The collection plates were collected in the field and brought back to the lab where they were rinsed with distilled water (remove salts) and filtered onto previously weighed fiberglass filter paper. The filters were dried at 80 oC for 24 hrs, weighed, ashed in a muffle furnace at 600 oC for four hours and reweighed. The results of this analysis is shown in Fig. 8 Ashing was not done on sediment plates collected in the retricted marsh because the amounts of sediments recovered was too small for the analysis. Each data set represents the total net accumulation over an entire week (deposition and removal) and includes both suspended loads and fecal pellets deposited by snails (Melampus bidentatus). Material thrown up by the fiddler crabs could not reach the collection plates directly, although it is possible that some of the material was reworked by subsequent tides and became included in the plate material collected and analyzed. Although fiddlers were not a problem above the gates, the plastic liners were used to maintain sample integrity.

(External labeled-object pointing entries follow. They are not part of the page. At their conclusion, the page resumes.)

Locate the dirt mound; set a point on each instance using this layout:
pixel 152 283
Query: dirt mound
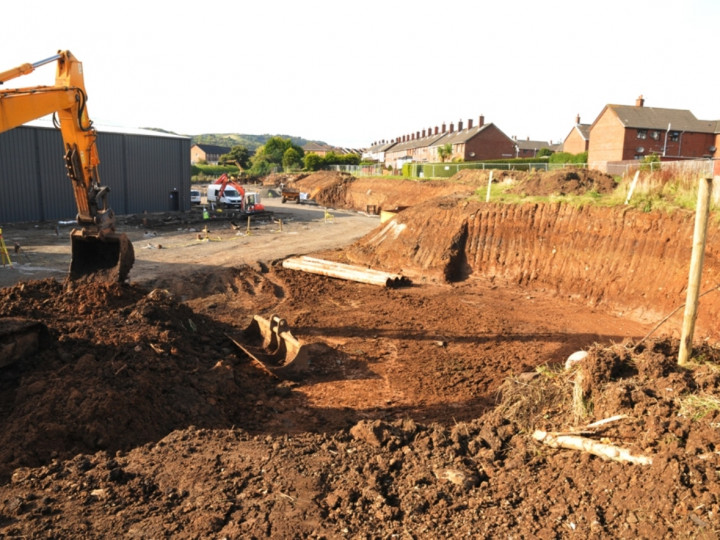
pixel 118 366
pixel 596 255
pixel 564 182
pixel 542 183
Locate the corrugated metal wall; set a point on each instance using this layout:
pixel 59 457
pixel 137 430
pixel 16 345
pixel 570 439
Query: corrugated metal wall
pixel 141 171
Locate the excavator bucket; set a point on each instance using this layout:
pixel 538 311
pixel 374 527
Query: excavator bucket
pixel 272 346
pixel 107 258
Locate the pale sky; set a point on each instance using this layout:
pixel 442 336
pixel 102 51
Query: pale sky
pixel 351 73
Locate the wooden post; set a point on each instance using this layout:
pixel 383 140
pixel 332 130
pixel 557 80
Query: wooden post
pixel 632 186
pixel 696 262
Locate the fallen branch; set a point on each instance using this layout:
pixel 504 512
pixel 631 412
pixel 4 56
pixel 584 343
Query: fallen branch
pixel 603 450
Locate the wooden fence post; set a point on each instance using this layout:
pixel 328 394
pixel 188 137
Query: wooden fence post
pixel 702 212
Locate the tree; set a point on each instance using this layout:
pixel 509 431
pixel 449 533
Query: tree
pixel 445 151
pixel 313 162
pixel 238 155
pixel 270 155
pixel 291 159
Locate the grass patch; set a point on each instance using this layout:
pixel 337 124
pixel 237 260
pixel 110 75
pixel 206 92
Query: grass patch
pixel 698 406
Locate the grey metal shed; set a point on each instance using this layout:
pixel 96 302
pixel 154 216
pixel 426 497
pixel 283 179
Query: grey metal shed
pixel 145 171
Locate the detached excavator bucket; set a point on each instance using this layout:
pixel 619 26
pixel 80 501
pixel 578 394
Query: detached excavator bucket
pixel 108 257
pixel 272 345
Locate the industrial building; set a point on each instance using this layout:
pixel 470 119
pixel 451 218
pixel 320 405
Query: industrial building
pixel 145 171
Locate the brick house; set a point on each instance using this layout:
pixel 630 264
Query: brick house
pixel 471 143
pixel 578 139
pixel 377 151
pixel 626 133
pixel 209 153
pixel 528 148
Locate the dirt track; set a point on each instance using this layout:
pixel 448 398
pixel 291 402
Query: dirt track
pixel 139 417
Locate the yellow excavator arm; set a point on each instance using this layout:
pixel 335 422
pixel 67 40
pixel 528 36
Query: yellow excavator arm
pixel 96 246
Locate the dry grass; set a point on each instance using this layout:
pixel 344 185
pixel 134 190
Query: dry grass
pixel 531 402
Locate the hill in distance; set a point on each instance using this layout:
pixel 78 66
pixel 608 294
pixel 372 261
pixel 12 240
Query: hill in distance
pixel 251 142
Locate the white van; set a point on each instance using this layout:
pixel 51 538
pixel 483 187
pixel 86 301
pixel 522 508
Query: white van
pixel 231 196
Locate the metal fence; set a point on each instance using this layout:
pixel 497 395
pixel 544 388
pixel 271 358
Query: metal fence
pixel 446 170
pixel 358 170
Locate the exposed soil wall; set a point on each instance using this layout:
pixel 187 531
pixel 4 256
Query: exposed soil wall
pixel 339 190
pixel 629 261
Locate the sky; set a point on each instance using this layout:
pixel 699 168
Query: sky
pixel 352 73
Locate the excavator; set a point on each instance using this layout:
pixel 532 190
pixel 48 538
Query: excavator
pixel 98 251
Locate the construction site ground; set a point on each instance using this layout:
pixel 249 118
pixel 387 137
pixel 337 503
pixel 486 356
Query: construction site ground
pixel 138 416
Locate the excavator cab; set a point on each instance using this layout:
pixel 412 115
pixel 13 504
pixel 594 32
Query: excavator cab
pixel 98 252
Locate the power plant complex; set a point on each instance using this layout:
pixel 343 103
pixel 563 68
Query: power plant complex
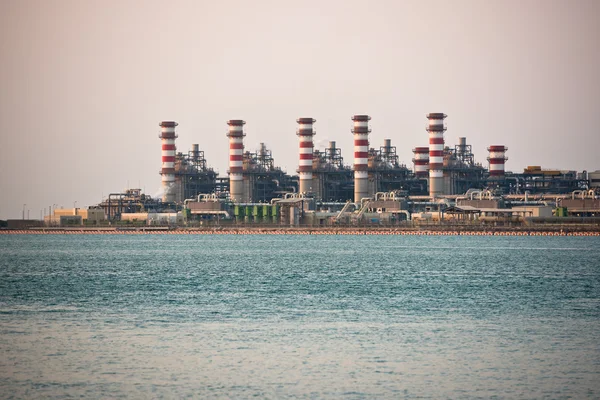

Figure 8. Surface sediments monthly between July 1999 and June 2000. Stations #1 & #2 are located either side of Transect #1 and Stations #3 and #4 are located along Transect #3 and #4, respectively. Standard deviation is listed above each bar on the graph. The amount of sediment collected in the restricted marsh was too low to be included in the ash analysis. The January sample was taken while the marsh surface was frozen solid for two weeks and the February sample was taken after a late winter thaw. All samples represent total sediment accumulation over a one week period centered around the new moon.